During query planning (before execution), Calcite performs constant folding - 
it evaluates the expression eagerly. It parses the string into a 
TimestampString, then constructs a TIMESTAMP literal with the declared 
precision. Since TIMESTAMP defaults to TIMESTAMP(0), the value is actively 
truncated to second precision at this point.

Case 2 - Column reference: CAST(ts_json AS TIMESTAMP)

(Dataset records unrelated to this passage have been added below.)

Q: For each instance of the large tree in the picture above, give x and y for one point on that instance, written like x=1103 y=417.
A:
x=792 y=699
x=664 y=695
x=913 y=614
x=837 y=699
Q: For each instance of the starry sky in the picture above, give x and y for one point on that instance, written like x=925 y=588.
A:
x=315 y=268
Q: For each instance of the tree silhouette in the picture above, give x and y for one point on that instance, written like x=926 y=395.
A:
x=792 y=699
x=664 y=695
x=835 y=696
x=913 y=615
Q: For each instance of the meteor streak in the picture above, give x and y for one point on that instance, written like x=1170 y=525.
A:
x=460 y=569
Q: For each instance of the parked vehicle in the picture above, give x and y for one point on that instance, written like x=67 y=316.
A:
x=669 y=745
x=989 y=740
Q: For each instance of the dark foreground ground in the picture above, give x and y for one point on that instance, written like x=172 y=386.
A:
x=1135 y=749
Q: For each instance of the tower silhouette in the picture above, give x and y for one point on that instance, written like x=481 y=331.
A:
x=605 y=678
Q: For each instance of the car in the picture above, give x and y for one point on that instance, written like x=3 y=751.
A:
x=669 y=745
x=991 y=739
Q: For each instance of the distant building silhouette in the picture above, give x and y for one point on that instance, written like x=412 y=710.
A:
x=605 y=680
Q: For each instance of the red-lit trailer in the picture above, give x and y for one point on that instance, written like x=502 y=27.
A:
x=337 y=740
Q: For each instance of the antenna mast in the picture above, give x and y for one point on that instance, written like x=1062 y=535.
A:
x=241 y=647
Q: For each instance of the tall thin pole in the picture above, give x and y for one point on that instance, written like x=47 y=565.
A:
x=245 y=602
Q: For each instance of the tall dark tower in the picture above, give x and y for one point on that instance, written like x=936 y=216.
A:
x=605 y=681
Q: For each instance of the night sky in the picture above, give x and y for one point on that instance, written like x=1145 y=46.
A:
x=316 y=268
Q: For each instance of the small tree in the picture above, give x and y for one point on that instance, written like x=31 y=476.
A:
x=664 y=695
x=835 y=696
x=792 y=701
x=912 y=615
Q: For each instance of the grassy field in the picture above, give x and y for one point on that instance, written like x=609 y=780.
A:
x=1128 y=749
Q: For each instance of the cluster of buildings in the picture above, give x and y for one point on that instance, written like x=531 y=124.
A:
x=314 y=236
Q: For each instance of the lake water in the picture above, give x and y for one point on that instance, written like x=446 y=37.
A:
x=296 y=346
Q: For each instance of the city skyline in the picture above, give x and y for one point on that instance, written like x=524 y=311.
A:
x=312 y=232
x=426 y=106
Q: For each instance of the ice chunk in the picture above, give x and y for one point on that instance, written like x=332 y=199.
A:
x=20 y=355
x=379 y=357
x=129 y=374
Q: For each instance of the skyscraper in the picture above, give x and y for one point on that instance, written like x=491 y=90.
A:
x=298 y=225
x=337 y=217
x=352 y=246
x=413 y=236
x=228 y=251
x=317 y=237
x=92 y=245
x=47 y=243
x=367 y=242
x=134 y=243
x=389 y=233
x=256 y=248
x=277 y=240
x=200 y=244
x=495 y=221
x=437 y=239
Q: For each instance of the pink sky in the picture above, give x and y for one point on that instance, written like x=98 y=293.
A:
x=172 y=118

Calcite cannot evaluate this at planning time because the value of ts_json is 
not known until the query runs. So it generates runtime conversion code. At 
execution time, when Calcite processes each row, it converts the String value 
to a long (epoch milliseconds) using a function like 
SqlFunctions.toTimestamp(). This function parses the full string "2026-03-03 
03:23:55.456" into an epoch-millis long value that naturally includes the 456 
milliseconds. The declared type is still TIMESTAMP(0), but the runtime 
conversion does not enforce precision truncation on the actual value - the long 
just contains what it contains.

Back to the issue here... the best way to fix the problem is to specify the 
precision in the query:
{code:java}
select 
CAST('2026-01-01 12:12:00.123' AS TIMESTAMP(3)) AS ts_from_string_timestamp,
CAST(ts_json AS TIMESTAMP(3)) AS ts_from_json_timestamp,
CAST('${ts_attr}' AS TIMESTAMP(3)) AS ts_from_attr_timestamp
from flowfile  {code}
We could do something on the NiFi side to specifically set a default that 
overrides the default one in Calcite but, even though it could be considered as 
a bug fix, it could be considered as a breaking change for existing flows. So 
I'd rather do nothing on the NiFi side. But open to the discussion on this.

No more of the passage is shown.